Fast AutoAugment

2020年5月19日 22:39

Arxiv

Official Pytorch implementation

One of the Authors, Kaggle Competitions Master

1. Abstract

1-1. Fast AutoAugment is an algorithm to automatically search for augmentation policies.

1-2. A GPU workload of Fast AutoAugment is small and its strategy is based on density matching.

2. Introduction and Related Work

2-1. Baseline Augmentation, Mixup, Cutout, and CutMix
- Designed manually based on domain knowledge.

2-2. Smart Augmentation
- Learns to generate augmented data by merging two or more samples in the same class.

2-3. Simulated GAN

2-4. AutoAugment
- Uses reinforcement learning (RL).
- Requires thousands of GPU hours.

2-5. Population Based Augmentation (PBA)
- Based on population-based training method of hyperparameter optimization.

- Directly searches for augmentation policies that maximize the match between the distribution of augmented split and the distribution of another, un-augmented split via a single model.

2-6. Bayesian Data Augmentation (BDA)
- New annotated training points are treated as missing variables and generated based on the distribution learned from the training set.

- Generalised Monte Carlo EM algorithm as an extension of the Generative Adversarial Network (GAN).

2-7. Fast AutoAugment
- Different from BDA, recovers those missing data points by the exploitation-and-exploration via Bayesian optimization in the policy search phase.

- Table 1 below shows, Fast AutoAugment can search augmentation policies significantly faster than AutoAugment, while retaining comparable performances to AutoAugment on diverse image datasets and networks.

- Uses Tree-structured Parzen Estimator (TPE) algorithm for practical implementation.

3. Fast AutoAugment

3-1. Search Space

- Search space (S) consists of sub-policyies (tau1, tau2, ...) and 2 parameters (p: probability, lambda: magnitude of an operation) of each operation.

- Sub-policy can be any number of consecutive operations.
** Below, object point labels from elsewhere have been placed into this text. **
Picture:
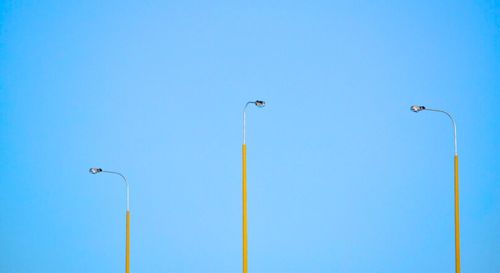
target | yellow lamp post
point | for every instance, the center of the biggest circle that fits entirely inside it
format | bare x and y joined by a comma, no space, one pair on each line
127,231
257,103
416,109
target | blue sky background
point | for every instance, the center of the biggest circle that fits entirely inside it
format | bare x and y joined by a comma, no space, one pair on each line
342,176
In the case of Figure 1, 2 operations are applied.

- Final policy is a collection of sub-policies.

3-2. Search Strategy

- Split train data into D_M (for Model) and D_A (for Augmentation) that are used for learning the model parameters (theta) and exploring the augmentation policy (Tau) , respectively.

- Augmentation policy is derived from optimizing equation (2). R is accuracy of the model ( with parameters (theta^*) trained on D_M ) on augmented D_A.

- Figure 2 shows the procedure how optimization in equation (2) is performed.

- The procedure is as following,

<Step 1>
Perform the K-fold stratified shuffling to split the train dataset into D^(1)_train, ..., D^(K)_train where each D^(k)_train consists of two datasets (D^(k)_M and D^(k)_A) using StratifiedShuffleSplit method in sklearn.
<Step 2>
Train model parameter theta on D^(k)_M from scratch without data augmentation.
<Step 3>
For each time (t = 0, 1, ..., T-1), explore B (: tau_1, tau_2, ..., tau_B) candidate policies via Bayesian optimization method. Then select top-N policies (= tau_t in line 8 of algorithm 1 above) over B.
<Step 4>
Merge every tau_t into final policy set (= tau_* in line 9)

- Policy Exploration is performed with HyperOpt of Ray using TPE to estimate Expected Improvement.